BodyGyro Orientation?

Hi, I’m currently working with BodyGyros for my SpaceShips. They way these are being utilised is that when a Player selects a Planet to ‘warp’ to, the BodyGyro rotates into the direction.

I’ve ran into issues however where the warp sequence is beginning before the rotation is complete. Is there any way to detect when the Ship is facing its targeted destination befote beginning movement?

Would a simple tweening be capable of doing this?

Or would it be easier to RayCast directly infront of the starship until the desired destination is noted, following this, begin movement?

1 Like

Tweening would make more mess in your code. You would need 3 teens back to back for one full rotation. I would stick with bodygyro and maybe just use a wait() with the max amount of seconds the ship has to turn. You could also maybe play with the power .P of the bodygyro.

Using Tweens could I not just Tween the CFrame as: CFrame.new(Base.CFrame, Destination.Position)?

Yes, but keep in mind that the tween will go the fastest route to its destination, which may be a desirable effect for you. If you want to spin full rotations however this works against you.

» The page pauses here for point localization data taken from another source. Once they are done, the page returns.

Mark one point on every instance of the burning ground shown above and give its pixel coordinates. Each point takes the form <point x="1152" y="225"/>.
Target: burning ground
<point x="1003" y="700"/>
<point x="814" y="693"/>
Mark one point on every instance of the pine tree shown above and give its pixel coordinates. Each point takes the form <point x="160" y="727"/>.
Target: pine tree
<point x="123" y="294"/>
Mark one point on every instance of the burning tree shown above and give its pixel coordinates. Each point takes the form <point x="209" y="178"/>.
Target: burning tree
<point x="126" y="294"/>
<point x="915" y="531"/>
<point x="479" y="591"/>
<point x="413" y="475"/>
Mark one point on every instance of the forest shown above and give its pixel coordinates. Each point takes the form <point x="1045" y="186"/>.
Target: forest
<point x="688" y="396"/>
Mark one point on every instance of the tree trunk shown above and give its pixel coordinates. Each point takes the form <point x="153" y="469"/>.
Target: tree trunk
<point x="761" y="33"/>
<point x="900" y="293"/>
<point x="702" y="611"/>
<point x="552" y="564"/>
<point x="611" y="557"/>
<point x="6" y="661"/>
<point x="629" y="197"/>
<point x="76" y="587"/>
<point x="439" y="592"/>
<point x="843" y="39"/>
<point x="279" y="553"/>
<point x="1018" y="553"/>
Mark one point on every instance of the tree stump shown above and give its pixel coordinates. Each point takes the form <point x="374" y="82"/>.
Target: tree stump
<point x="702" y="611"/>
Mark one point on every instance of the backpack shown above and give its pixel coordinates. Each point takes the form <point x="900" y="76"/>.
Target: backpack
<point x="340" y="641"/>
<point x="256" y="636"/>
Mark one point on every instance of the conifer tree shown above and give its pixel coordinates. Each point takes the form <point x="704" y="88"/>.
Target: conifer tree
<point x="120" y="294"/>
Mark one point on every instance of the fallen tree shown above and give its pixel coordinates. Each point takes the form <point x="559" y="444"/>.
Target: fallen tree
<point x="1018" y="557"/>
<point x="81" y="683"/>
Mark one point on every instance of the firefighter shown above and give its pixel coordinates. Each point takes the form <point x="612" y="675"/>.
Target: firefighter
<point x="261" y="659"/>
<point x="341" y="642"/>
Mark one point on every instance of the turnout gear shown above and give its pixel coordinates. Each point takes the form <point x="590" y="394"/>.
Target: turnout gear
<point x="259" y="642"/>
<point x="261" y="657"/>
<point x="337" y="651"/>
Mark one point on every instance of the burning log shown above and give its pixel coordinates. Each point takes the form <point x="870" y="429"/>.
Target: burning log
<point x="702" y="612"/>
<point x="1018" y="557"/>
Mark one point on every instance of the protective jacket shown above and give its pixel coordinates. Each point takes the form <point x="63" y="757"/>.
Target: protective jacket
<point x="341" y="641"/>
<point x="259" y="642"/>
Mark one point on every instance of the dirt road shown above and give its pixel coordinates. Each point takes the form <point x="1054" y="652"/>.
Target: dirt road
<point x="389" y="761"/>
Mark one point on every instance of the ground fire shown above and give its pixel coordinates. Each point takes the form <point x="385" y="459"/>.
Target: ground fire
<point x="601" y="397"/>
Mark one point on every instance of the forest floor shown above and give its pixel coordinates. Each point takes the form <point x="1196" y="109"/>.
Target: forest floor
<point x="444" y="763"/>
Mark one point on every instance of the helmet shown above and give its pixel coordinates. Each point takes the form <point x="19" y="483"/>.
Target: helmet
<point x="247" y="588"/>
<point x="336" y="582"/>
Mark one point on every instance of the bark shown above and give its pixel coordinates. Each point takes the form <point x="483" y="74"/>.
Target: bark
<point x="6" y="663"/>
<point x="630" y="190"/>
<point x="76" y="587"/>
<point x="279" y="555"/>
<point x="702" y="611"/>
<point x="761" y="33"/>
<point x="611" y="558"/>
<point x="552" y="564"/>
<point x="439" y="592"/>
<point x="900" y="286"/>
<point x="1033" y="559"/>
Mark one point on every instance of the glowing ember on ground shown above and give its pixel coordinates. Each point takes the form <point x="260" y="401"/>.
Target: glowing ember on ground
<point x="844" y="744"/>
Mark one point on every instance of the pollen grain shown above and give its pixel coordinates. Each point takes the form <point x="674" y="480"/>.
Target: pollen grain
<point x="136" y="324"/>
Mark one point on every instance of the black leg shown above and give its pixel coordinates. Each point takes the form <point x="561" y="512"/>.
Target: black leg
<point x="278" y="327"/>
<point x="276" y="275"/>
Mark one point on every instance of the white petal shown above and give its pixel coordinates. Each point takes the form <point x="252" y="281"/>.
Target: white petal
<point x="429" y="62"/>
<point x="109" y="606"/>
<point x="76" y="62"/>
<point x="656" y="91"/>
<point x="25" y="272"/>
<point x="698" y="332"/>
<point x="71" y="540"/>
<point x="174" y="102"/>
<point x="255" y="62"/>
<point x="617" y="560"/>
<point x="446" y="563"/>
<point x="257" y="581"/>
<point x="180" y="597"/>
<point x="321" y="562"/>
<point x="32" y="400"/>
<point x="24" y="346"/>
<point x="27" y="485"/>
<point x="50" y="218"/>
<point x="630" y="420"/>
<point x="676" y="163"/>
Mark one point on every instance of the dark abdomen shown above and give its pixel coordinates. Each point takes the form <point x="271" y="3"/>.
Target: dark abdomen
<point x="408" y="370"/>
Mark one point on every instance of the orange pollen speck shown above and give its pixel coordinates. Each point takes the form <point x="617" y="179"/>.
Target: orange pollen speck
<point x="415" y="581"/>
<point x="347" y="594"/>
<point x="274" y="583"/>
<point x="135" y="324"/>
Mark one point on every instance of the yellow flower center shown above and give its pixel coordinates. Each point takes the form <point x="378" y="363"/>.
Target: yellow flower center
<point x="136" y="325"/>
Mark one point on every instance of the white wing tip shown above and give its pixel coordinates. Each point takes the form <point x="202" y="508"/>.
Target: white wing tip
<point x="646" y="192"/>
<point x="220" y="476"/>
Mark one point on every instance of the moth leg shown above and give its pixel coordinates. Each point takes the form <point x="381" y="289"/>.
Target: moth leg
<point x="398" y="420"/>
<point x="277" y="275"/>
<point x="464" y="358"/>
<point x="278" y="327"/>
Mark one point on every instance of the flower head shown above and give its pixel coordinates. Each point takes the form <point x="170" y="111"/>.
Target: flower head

If I remember my legacyBodyMovers correctly, a BodyGyro has a CFrame you can change.
While I would recommend using new constraints, you can make the ship face to a planet then wait until the bodygyro has turned to it with this code:

BodyGyro.CFrame = CFrame.new(BodyGyro.CFrame.Position, Planet.Position)
repeat 
    wait()
until Ship.CFrame == BodyGyro.CFrame

There are ways you can improve this, such as a check that makes it within a range so that it doesn’t need to be exact.
Here is a simple function for checking if a number is within a range:

function IsWithinRange(N0,N1,Range)
    return N0 > N1 - Range and N0 < N1 + Range
end

You can then use CFrame:components() and check each one if it’s within 0.0872665 (5 degrees), and once all of them are within it you can send the ship on it’s way. Please excuse any errors as I am writing this pretty late at night without much testing.

2 Likes

Hi! I’ve started working with your method and it’s proven helpful!
I was wondering if you can elaborate on this method? I’m new to working with Maths per say and would like to try to implement this.

Thanks!

From the devhub:
CFrame documentation
Components returns the values: x, y, z, R00, R01, R02, R10, R11, R12, R20, R21, R22, where R00-R22 represent the 3x3 rotation matrix of the CFrame, and xyz represent the position of the CFrame.
The check within the range was to make it not need to be exact (As that could take a while to actually complete, even if its 0.0000001 off, BodyGryo.CFrame == Ship.CFrame will return false.)
Example check code:

function CheckWithRange(Range)
    local CF1 = {BodyGyro.CFrame:components()}
    local CF2 = {Ship.CFrame:components()}
    local WithinRange = 0
    for i,v in pairs(CF1) do
        if IsWithinRange(v, CF2[i], Range) then
            WithinRange = WithinRange + 1
        end
    end
    return WithinRange == #CF1 --All numbers are close enough
end

The 0.0872 is ~5 degrees in radians, which is what CFrames use. For conversion to degrees and from, use math.rad / math.deg. If you want to get 5 degrees in radians, use math.rad(5), and for converting back into degrees use math.deg(0.0872).
CFrames are complex, but once you get how they work you can do a lot with them.

2 Likes

Can I bump this as I’m having issues.

I’ve tried using the method shown above however it won’t work?